Other bathers look on in astonishment as Moreira, 22, performs his weekly ritual.
However, as part of a trend in Brazil, and as far away as the Netherlands and Canada, he is far from alone.
“It’s a lifestyle, a way of expressing my love and respect for the sea, and this encounter between two worlds. When I’m in the water I feel like another person,” he said while resting on rocks with his tail glittering in the sun.
Like many who feel the need to dress up as mermaids, and swim with the up and down motion of the broad tail, Moreira was inspired by Disney’s popular animated movie The Little Mermaid.
His obsession to be a second Ariel, the main character in the movie, extends to dry land.
His bedroom is full of references to the movie: Ariel-themed bedcover, Little Mermaid cups, Ariel shirts, Ariel dolls, every Ariel movie or series, Ariel pictures.
Moreira, who also has a Little Mermaid tattoo, has adopted the persona of “Davi Sereio,” or “Davi Mermaid” in Portuguese, and has recorded a gay spoof version of the Disney film on YouTube.

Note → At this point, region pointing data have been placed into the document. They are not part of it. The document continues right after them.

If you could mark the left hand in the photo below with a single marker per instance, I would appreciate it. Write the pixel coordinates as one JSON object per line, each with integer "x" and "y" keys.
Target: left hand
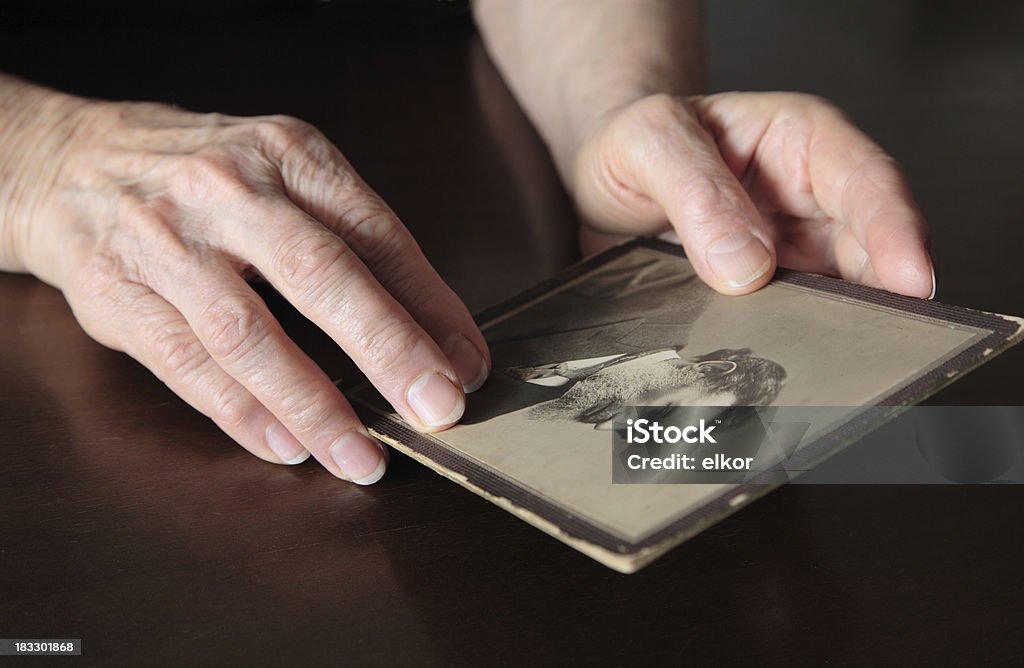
{"x": 751, "y": 180}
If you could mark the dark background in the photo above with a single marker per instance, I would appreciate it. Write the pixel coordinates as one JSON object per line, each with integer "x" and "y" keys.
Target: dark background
{"x": 129, "y": 520}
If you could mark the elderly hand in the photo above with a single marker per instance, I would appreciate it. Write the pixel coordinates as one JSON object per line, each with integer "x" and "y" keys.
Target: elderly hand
{"x": 150, "y": 219}
{"x": 751, "y": 180}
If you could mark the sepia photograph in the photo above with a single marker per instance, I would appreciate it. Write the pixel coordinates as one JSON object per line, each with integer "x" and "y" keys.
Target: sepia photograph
{"x": 635, "y": 327}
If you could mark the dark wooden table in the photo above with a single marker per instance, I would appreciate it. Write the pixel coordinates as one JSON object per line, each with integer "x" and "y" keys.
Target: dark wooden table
{"x": 130, "y": 522}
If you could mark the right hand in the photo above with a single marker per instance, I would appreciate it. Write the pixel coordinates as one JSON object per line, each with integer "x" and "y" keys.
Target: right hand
{"x": 150, "y": 218}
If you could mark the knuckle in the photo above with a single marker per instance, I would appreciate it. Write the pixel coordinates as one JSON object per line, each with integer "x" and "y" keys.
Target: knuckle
{"x": 659, "y": 110}
{"x": 386, "y": 345}
{"x": 232, "y": 325}
{"x": 710, "y": 198}
{"x": 306, "y": 411}
{"x": 309, "y": 262}
{"x": 148, "y": 231}
{"x": 282, "y": 133}
{"x": 372, "y": 225}
{"x": 230, "y": 408}
{"x": 177, "y": 350}
{"x": 211, "y": 173}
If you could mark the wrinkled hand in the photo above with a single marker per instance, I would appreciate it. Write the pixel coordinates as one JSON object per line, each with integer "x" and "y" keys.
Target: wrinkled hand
{"x": 150, "y": 220}
{"x": 751, "y": 180}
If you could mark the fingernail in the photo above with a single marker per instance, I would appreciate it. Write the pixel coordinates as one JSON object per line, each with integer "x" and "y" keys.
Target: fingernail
{"x": 468, "y": 363}
{"x": 738, "y": 259}
{"x": 359, "y": 458}
{"x": 285, "y": 445}
{"x": 436, "y": 401}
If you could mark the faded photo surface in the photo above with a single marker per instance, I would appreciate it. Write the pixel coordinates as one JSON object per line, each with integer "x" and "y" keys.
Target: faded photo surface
{"x": 642, "y": 329}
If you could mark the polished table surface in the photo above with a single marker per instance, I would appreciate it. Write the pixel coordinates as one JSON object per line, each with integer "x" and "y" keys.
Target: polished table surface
{"x": 128, "y": 520}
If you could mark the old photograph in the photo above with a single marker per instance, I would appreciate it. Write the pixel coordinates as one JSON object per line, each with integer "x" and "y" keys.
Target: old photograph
{"x": 636, "y": 327}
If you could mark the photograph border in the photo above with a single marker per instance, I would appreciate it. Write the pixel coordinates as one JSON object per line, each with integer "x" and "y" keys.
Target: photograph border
{"x": 627, "y": 556}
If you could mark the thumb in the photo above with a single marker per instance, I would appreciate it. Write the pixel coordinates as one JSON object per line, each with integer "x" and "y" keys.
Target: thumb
{"x": 671, "y": 160}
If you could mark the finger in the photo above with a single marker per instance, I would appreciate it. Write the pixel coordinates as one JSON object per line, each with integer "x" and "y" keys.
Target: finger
{"x": 668, "y": 157}
{"x": 862, "y": 189}
{"x": 318, "y": 274}
{"x": 163, "y": 341}
{"x": 238, "y": 331}
{"x": 321, "y": 181}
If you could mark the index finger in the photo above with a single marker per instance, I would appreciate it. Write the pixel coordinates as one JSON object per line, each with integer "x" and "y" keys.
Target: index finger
{"x": 858, "y": 185}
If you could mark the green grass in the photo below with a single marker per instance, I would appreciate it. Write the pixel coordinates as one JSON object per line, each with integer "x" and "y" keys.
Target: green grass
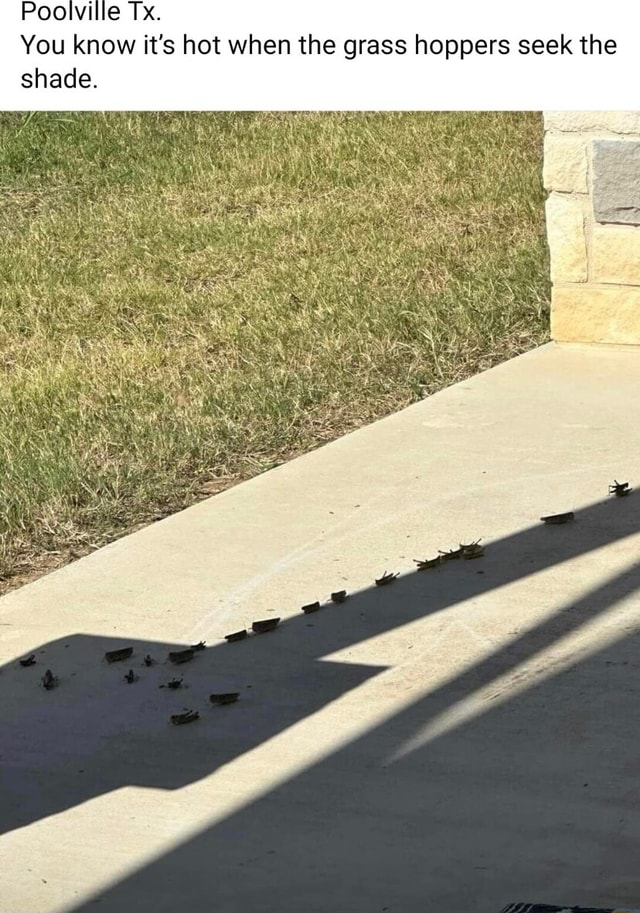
{"x": 187, "y": 300}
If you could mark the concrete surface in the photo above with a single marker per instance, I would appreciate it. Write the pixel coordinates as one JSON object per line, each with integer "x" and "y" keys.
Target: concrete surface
{"x": 461, "y": 739}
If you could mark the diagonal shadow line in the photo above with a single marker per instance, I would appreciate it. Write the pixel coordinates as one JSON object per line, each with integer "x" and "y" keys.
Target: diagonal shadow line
{"x": 567, "y": 620}
{"x": 510, "y": 562}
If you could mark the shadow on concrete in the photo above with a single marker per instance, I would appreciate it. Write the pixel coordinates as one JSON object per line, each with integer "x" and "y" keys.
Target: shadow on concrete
{"x": 530, "y": 798}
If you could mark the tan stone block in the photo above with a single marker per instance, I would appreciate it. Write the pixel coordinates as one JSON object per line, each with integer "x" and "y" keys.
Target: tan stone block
{"x": 593, "y": 121}
{"x": 565, "y": 163}
{"x": 616, "y": 254}
{"x": 586, "y": 314}
{"x": 566, "y": 238}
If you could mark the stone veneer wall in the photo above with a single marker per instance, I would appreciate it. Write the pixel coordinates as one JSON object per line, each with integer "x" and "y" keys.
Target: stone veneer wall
{"x": 592, "y": 173}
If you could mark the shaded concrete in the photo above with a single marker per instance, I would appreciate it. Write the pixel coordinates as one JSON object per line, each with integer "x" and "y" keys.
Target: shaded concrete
{"x": 460, "y": 739}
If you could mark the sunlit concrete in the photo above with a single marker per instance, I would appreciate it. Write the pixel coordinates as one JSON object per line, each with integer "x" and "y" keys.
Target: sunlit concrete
{"x": 460, "y": 739}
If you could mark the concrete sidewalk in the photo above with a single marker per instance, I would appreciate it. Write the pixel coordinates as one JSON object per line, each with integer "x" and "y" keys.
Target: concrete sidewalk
{"x": 460, "y": 739}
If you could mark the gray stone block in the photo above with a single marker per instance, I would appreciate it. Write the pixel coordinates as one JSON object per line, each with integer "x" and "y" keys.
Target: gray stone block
{"x": 616, "y": 181}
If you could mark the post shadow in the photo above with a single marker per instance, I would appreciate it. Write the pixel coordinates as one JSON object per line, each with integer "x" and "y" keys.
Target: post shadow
{"x": 118, "y": 735}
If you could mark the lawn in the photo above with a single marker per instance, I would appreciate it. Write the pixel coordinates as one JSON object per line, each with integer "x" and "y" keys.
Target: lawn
{"x": 189, "y": 299}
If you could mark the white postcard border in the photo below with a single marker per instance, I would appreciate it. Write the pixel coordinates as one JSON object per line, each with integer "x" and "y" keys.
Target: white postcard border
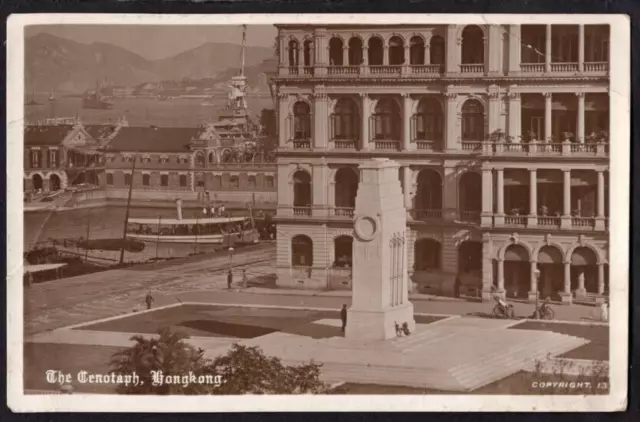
{"x": 618, "y": 256}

However, he says not everyone accepts his passion.
Some insult him, while others suggest he get psychological help.
Two youngsters from a nearby favela who had come down to well-heeled Ipanema shook their heads at Moreira’s antics on the beach.
“That’s not right, it’s mad,” one said.
Moreira says his mermaid obsession is an answer to a “cruel” world.
“People laugh at me because I am different, but I laugh back because they are all the same,” he said. “I’m not trying to escape reality. I know perfectly well how to deal with adult life, but this makes me happy and I’m not causing anyone any harm.”
Brazil already has its traditional sea goddess called Iemanja.
However, the popular telenovela A Forca de Querer is swimming in another direction with a character played by Brazilian actress Isis Valverde, who seduces two men — and the audience — with her free spirit and love of taking a dip in a big orange mermaid tail.
Behind Valverde’s on-screen swimming skills is Mirella Ferraz, who describes herself as Brazil’s “first professional mermaid.”
She trained the actress for four months so that she could convincingly use the mermaid costume.
Ferraz, 34, says she had to overcome years of mockery and bullying, but now she says she is “happy that it’s fashionable, although I think many people do it for the looks, without knowing the myth of the sirens or our environmental activism.”
Ferraz estimates there are about 1,000 mermaid aficionados in Brazil and that the numbers are rising.
Online sales of her mermaid tails reach about 90 per month now, up from just 10 or so when she started in 2012.
Back then, it was mostly for girls wanting to be Ariels. Today, many buyers are men.
“For many it might be a fad, but not for me,” Moreira said, admitting that his only weakness as a Brazilian mermaid is an inability to sing.